ハンの真剣な眼差しに、シンは頷いた。しかしながら、ハンも額から血を流している。心配ながら、ボートに乗りこんだら、体の疲れが一気に襲ってきた。倒れている誘拐犯一味の女の上に座って押さえつけるとともに、沼での戦いに視線をやった。
男はシマとヒルに新たな攻撃を加えようとしていた。ハンは拳を振りかぶらず、素早く男を殴りつける。男がハンの方に首を向ける。もう一発ハンの拳が男に当たる。何度も何度も、男に身動きを取らせない殴打。二人は争っている内に、どんどんシンたちがいる所から離れていく。
しかし突然形勢が逆転する。男がハンの肩に手を掛け、沼に力尽くで押しつけたのだ。さらに男はハンの後ろ頭をつかみ、沼に押しつける。
「ハン!」
シンは駆けつけたいが、この場を離れる訳にはいかない。それに自分の体力も限界だった。
「うーん、いだい」シマは未だ呻いている。骨がやられているかもしれないと、シンは予想した。
「くそっ、ハン……!」
ヒルは助けに入りたい気持ちとは裏腹に、痛みで体が動かないようだ。その間もハンは、ずっと沼に顔を押しつけられている。
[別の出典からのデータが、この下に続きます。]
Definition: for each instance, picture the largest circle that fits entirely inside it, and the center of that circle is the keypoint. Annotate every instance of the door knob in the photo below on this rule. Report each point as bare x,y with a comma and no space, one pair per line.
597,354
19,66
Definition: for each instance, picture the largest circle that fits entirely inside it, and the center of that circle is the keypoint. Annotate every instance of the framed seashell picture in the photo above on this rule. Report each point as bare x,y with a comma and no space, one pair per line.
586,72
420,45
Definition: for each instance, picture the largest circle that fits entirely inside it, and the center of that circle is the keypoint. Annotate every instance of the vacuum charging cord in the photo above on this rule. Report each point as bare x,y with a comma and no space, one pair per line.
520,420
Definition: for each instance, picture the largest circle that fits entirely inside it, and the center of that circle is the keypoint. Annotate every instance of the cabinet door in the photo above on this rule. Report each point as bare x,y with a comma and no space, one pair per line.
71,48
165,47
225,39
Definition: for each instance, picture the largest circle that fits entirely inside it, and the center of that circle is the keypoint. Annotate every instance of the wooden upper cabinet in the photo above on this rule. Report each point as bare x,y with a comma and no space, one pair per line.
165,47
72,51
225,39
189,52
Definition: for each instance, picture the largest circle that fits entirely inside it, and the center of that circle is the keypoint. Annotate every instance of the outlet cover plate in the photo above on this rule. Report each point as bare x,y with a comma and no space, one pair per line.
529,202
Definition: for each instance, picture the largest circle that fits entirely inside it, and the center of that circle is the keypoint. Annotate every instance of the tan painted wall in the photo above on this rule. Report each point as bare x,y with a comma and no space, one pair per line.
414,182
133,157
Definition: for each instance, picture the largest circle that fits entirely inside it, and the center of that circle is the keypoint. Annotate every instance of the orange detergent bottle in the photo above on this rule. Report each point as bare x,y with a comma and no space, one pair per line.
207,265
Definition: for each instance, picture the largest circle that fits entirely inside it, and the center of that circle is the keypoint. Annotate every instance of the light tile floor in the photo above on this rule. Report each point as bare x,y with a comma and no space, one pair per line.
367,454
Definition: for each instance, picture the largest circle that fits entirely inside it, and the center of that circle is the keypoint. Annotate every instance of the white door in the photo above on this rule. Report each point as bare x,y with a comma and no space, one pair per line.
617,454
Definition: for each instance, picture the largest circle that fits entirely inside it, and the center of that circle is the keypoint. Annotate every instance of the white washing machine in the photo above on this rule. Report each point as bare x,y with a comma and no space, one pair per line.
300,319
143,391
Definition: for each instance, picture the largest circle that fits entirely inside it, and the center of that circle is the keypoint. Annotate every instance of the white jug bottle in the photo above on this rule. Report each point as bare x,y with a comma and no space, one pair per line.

「んーっ! ぶくくく……ごぱっ……ごぽっ、ごぽぽぽ…………こぽ……」
ローブの男が手を離す。ハンは、浮かんでこない。
「嘘だろっ!」シンは慌ててボートから沼へ飛び込んだ。
「おい! 生きてるか!」
呼びかけても、ハンは浮かんでこない。
「えっ嘘。ハン、ハン」
シマは自分の両手を顔から離し、腫れた顔を上げて、目を見開いている。
「どうなった?」
ボートで寝ていたリオが、無理に体を起こしている。
ローブの男はケガと疲労から溺れそうになりながら、転覆したボートに掴まろうと泳いでいく。しかし、それを追うよりもハンが心配だ。
「追い待て、離すか」
リオが叫んでいるが、構う暇がない。シンは潜って見通しの悪い沼の中で、手探りでハンを探す。見つからず、息継ぎのために沼から顔を出す。
女がシンたちに向かって、改造銃を構えていた。
「危うく始末書を書かされるところでしたわ」
浮き上がってきた女の白いドレスは、茶色一色に染まっている。